More ethnic minority chief executives at top UK firms

A review of the largest companies shows there are now 12 ethnic minority CEOs at FTSE 100 firms.
More ethnic minority chief executives at top UK firms
Business boardroom with diverse range of peopleGetty Images

Boardrooms are becoming more ethnically diverse but more still needs to be done, according to a review of the UK’s largest 350 businesses.

The Parker Review said there were now 12 ethnic minority chief executives in the FTSE 100, up from seven in 2022.

But overall only 13% of senior management at the top 100 firms were ethnically diverse.

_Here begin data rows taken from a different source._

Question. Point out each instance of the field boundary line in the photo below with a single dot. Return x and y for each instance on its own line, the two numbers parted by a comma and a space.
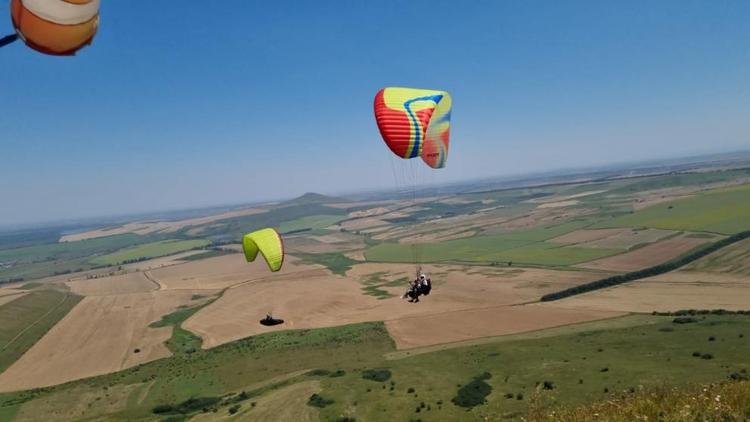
671, 265
148, 276
35, 322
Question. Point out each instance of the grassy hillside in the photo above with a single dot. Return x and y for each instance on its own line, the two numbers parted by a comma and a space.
728, 401
498, 379
25, 320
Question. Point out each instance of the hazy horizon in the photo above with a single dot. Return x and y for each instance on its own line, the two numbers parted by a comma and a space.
189, 110
150, 213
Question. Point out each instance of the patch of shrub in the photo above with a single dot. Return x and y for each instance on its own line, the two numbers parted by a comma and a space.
739, 376
474, 393
161, 409
684, 320
379, 375
319, 401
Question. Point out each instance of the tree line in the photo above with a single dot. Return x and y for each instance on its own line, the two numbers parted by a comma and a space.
647, 272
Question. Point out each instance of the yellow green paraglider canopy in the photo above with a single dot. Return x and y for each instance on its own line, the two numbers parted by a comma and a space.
269, 243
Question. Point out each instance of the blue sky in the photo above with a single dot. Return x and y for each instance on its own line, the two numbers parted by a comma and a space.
238, 101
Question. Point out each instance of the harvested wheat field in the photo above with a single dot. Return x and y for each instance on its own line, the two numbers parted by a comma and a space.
469, 324
669, 292
629, 238
10, 296
586, 235
119, 284
647, 256
219, 272
98, 336
316, 298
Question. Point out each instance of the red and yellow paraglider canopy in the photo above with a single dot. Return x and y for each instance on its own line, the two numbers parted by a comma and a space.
56, 27
415, 123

In the 2021 census 18% of people identified as being from a non-white ethnic group.

Originally commissioned by the government in 2015, the first Parker Review found the proportion of ethnically diverse personnel in UK boardrooms to be “disproportionately low”.

This latest 2023 review has found considerable change within the top 350 companies.

It said that within the FTSE 100 – the UK’s biggest firms – people with ethnic minority backgrounds now hold 19% of all director positions, a rise of one percentage point from last year.

The data also showed an increase in the number of companies with more than one ethnic minority director from 49 in 2022 to 56 in 2023.

It also found 96 of the largest firms met the target of having at least one minority ethnic director on their boards, in line with last year.

The Parker Review said of the remaining FTSE 250 companies, 175 had ethnic representation on their boards, compared to 148 companies in December 2022. They were “making progress” it said.

Setting new targets

The review said as many as 48 of the top firms set an average 17% target for ethnic minority representation within their senior management by December 2027, a four percentage point rise from current levels.

However, the range of targets was broad – from 5% to 45% – influenced by the wide variation in the share of ethnic minorities in the wider population within the UK and internationally, the review said.

Hywel Ball, UK chair of accountancy firm EY – which helped carry out the review with the Department of Business and Trade – said while business leaders were having to grapple with “geopolitical fragility and political uncertainty” it was important “not to lose sight of longer-term priorities”.

“While this year’s Parker Review shows that progress is being made to increase the representation of ethnic minority talent, there’s still more to do,” he said.